Protecting Face-To-Face Protest

via Ronald J. Krotoszynski, The New York Times

Every four years, we witness the spectacle of the presidential nominating conventions. And every four years, host cities, party leaders and police officials devise ever more creative ways of distancing protesters from the politicians, delegates and journalists attending these stage-managed affairs.

The goal is to trivialize and isolate dissenting speech without actually banning protest outright. One result is something of a Potemkin village: government proclaims its full commitment to respecting the First Amendment without actually permitting any observable dissent to take place near the convention.

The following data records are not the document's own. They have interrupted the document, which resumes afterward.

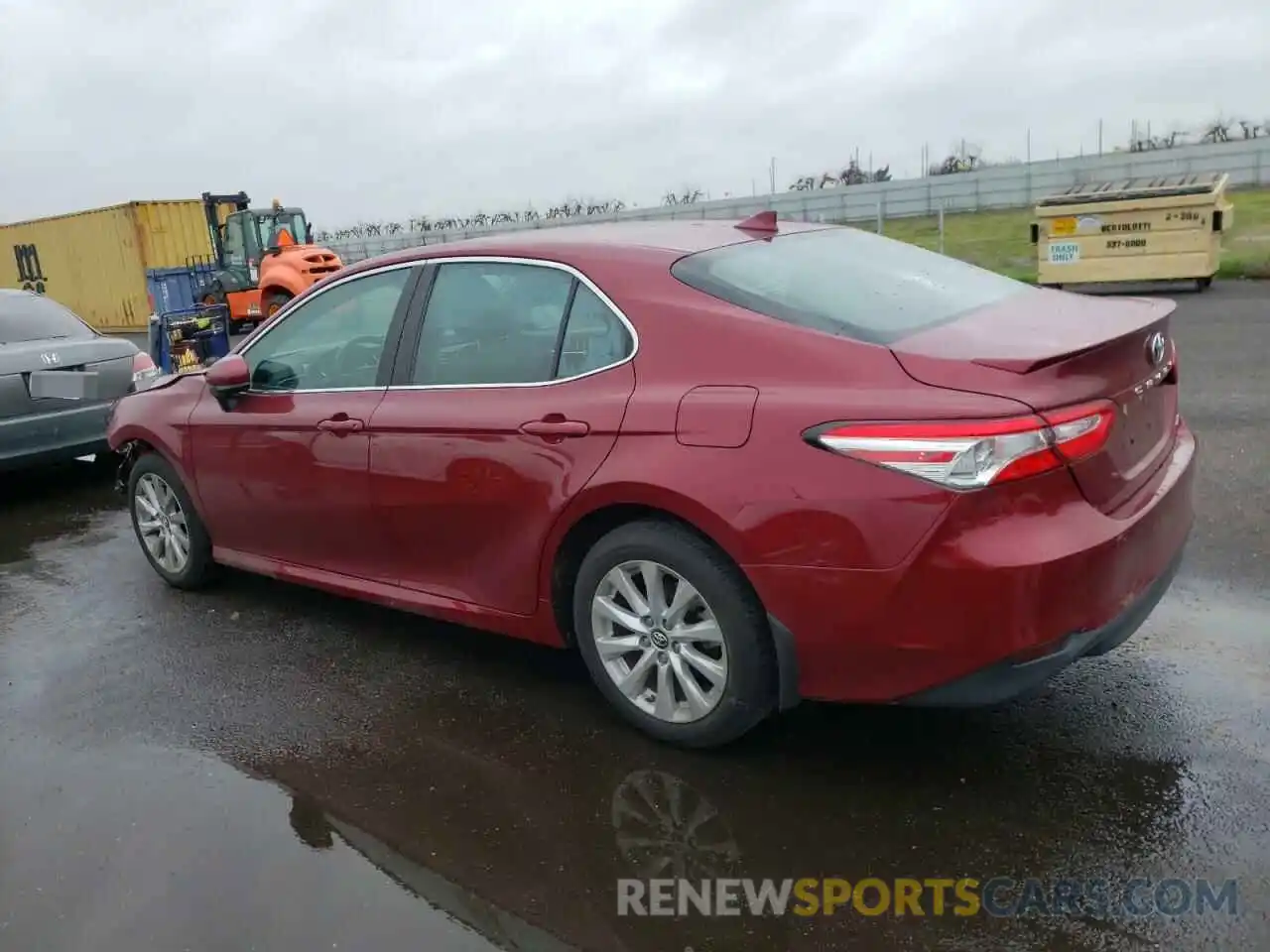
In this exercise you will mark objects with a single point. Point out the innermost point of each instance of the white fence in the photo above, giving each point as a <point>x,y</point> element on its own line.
<point>1246,162</point>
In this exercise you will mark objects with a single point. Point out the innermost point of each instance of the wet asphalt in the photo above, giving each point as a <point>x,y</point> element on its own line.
<point>263,767</point>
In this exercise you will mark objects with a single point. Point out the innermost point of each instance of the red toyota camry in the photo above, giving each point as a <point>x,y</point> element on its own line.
<point>733,463</point>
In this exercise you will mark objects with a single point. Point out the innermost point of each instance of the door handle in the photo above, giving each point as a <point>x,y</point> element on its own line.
<point>556,425</point>
<point>340,424</point>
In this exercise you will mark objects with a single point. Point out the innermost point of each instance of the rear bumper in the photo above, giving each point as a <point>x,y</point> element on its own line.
<point>1006,589</point>
<point>1010,679</point>
<point>55,436</point>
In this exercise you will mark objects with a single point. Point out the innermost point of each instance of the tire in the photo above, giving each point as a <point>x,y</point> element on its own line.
<point>747,692</point>
<point>150,475</point>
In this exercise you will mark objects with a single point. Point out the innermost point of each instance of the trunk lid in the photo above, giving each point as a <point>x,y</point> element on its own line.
<point>1049,349</point>
<point>108,357</point>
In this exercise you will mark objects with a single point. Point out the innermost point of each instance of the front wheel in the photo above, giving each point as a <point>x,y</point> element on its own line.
<point>171,534</point>
<point>674,636</point>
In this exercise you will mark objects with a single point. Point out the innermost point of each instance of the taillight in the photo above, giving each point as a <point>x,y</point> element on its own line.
<point>974,453</point>
<point>143,371</point>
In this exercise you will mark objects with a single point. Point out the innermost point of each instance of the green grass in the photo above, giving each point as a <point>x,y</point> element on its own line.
<point>1001,240</point>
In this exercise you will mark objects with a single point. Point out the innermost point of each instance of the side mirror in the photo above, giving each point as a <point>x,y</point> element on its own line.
<point>229,379</point>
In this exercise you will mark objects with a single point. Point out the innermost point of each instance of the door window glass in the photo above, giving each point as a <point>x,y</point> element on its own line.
<point>333,341</point>
<point>492,322</point>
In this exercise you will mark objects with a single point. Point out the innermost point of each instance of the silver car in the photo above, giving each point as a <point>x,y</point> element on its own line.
<point>59,380</point>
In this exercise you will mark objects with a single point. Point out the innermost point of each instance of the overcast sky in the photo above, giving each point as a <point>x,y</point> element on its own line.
<point>381,109</point>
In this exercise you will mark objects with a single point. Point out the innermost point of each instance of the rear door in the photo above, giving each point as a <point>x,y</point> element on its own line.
<point>40,339</point>
<point>508,395</point>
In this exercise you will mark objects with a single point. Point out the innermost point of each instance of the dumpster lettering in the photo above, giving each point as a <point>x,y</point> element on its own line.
<point>30,272</point>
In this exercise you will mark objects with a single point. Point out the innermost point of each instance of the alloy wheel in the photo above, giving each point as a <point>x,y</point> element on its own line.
<point>659,642</point>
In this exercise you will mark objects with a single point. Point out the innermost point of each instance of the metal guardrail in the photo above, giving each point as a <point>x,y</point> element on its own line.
<point>1246,162</point>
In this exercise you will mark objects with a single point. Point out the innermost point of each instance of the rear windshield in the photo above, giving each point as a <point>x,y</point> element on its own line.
<point>24,316</point>
<point>846,282</point>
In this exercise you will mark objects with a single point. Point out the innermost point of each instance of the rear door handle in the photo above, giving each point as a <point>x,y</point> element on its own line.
<point>340,424</point>
<point>554,425</point>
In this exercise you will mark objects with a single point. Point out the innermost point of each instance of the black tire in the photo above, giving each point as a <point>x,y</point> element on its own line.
<point>748,694</point>
<point>198,567</point>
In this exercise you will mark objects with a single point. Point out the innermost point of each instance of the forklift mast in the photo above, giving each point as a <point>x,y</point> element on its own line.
<point>211,211</point>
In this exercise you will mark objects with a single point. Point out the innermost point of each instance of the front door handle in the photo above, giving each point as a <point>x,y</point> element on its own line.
<point>339,424</point>
<point>556,426</point>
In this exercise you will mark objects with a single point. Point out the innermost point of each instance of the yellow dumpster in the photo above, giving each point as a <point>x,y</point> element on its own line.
<point>1162,229</point>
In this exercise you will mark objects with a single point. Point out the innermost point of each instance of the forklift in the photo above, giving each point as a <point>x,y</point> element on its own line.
<point>262,258</point>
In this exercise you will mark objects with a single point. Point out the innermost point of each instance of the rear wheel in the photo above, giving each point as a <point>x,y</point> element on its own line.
<point>674,636</point>
<point>171,534</point>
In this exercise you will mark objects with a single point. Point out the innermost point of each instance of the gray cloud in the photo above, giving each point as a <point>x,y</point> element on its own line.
<point>386,108</point>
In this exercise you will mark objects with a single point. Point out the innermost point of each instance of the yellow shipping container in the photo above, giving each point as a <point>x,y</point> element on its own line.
<point>95,262</point>
<point>1165,229</point>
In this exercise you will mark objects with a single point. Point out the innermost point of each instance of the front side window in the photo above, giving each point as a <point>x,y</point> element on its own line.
<point>26,316</point>
<point>492,322</point>
<point>334,340</point>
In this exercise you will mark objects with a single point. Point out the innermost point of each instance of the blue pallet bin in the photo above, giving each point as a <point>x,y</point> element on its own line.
<point>172,289</point>
<point>200,330</point>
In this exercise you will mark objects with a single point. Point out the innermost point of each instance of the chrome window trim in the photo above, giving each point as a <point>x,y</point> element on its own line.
<point>461,259</point>
<point>291,307</point>
<point>541,263</point>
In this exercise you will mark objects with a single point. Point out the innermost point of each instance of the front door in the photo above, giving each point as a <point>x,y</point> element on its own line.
<point>285,474</point>
<point>511,400</point>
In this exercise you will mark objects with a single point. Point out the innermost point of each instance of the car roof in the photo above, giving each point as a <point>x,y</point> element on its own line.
<point>657,243</point>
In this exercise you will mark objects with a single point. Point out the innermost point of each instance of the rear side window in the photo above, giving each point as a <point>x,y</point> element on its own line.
<point>846,282</point>
<point>26,316</point>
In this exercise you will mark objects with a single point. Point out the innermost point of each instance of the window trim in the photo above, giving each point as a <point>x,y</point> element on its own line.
<point>400,320</point>
<point>420,313</point>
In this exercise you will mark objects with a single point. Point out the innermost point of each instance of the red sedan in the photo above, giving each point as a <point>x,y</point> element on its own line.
<point>734,465</point>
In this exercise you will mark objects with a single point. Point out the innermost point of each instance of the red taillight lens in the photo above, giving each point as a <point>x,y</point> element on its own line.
<point>974,453</point>
<point>143,371</point>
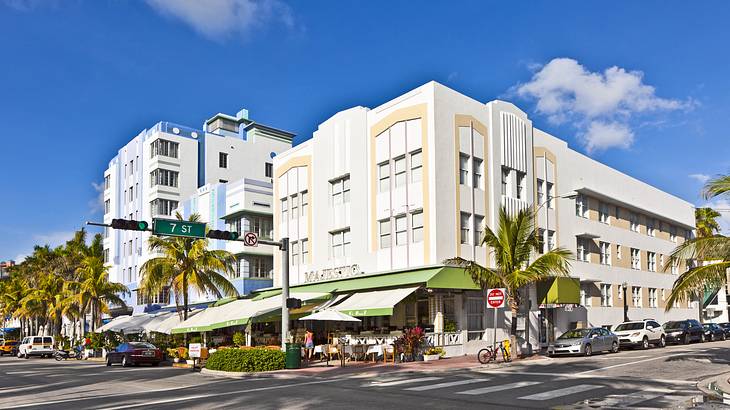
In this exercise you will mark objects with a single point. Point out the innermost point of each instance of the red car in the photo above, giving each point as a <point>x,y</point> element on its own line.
<point>134,353</point>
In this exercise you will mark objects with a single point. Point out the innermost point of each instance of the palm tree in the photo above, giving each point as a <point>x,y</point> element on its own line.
<point>706,222</point>
<point>93,292</point>
<point>187,263</point>
<point>709,249</point>
<point>512,246</point>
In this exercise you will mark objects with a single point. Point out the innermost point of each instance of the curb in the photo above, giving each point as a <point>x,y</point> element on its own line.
<point>716,386</point>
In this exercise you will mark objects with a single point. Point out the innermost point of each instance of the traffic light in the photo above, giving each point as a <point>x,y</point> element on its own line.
<point>225,235</point>
<point>293,303</point>
<point>129,225</point>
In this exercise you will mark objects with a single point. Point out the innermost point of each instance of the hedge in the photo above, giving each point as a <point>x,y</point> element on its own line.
<point>246,360</point>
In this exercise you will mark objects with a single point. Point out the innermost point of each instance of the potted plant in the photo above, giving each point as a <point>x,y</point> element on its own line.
<point>433,353</point>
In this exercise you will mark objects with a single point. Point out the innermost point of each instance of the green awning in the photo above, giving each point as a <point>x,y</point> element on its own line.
<point>440,277</point>
<point>558,291</point>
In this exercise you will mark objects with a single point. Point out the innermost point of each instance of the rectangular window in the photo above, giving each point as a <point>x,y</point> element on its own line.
<point>581,206</point>
<point>162,207</point>
<point>305,202</point>
<point>505,181</point>
<point>385,241</point>
<point>417,226</point>
<point>463,169</point>
<point>478,229</point>
<point>400,171</point>
<point>416,166</point>
<point>603,215</point>
<point>340,189</point>
<point>550,188</point>
<point>340,243</point>
<point>635,259</point>
<point>477,167</point>
<point>652,297</point>
<point>521,185</point>
<point>606,295</point>
<point>636,296</point>
<point>384,177</point>
<point>401,230</point>
<point>465,227</point>
<point>164,177</point>
<point>582,251</point>
<point>164,147</point>
<point>651,262</point>
<point>294,211</point>
<point>634,222</point>
<point>605,253</point>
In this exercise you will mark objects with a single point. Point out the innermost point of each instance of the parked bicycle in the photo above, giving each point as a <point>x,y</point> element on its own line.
<point>490,353</point>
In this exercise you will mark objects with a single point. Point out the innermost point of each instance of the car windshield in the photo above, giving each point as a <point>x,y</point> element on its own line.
<point>630,326</point>
<point>141,345</point>
<point>675,325</point>
<point>575,334</point>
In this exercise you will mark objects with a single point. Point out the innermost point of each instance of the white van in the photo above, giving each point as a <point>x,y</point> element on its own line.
<point>36,346</point>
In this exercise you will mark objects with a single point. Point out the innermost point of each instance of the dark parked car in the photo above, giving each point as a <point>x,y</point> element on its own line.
<point>684,331</point>
<point>134,353</point>
<point>713,332</point>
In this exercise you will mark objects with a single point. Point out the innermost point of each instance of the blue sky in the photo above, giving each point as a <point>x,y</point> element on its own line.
<point>641,86</point>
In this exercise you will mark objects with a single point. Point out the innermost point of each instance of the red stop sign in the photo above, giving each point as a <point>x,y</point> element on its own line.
<point>495,298</point>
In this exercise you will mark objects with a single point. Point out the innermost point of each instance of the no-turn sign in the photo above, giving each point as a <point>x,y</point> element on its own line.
<point>497,298</point>
<point>251,239</point>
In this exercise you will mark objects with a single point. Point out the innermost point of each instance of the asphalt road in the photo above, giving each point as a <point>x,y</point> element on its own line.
<point>655,378</point>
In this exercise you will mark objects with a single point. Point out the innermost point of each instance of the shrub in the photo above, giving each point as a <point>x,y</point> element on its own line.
<point>239,339</point>
<point>246,360</point>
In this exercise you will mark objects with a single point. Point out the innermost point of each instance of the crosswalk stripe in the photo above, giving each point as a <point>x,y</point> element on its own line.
<point>500,387</point>
<point>405,381</point>
<point>579,388</point>
<point>446,384</point>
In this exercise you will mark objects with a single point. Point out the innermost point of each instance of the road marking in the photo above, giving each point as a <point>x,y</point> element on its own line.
<point>404,381</point>
<point>446,384</point>
<point>201,396</point>
<point>500,387</point>
<point>549,395</point>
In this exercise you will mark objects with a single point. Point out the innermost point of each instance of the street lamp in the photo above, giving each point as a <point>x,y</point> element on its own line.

Tampa, Fla., which will host the Republicans from Aug. 27 to 30, and Charlotte, N.C., which will host the Democrats from Sept. 3 to 7, are already following the trend. Charlotte has adopted an ordinance that expands the power of the local police to detain, search and arrest persons in its downtown core. (The Charlotte ordinance also bans camping on city-owned property, a clear response to the Occupy movement.) Tampa is also considering new municipal laws to limit, and in some instances flatly prohibit, downtown protest activity.

Citizens generally have a right to use public streets, sidewalks and parks for expressive activity — unless the government has a substantial reason for requiring expressive activity to take place somewhere else or at another time. Because the rights of speech, assembly and association do not include a right to communicate a particular message to a particular audience, the government’s willingness to let would-be protesters speak somewhere else, some other time, has usually been seen by courts as satisfying the First Amendment.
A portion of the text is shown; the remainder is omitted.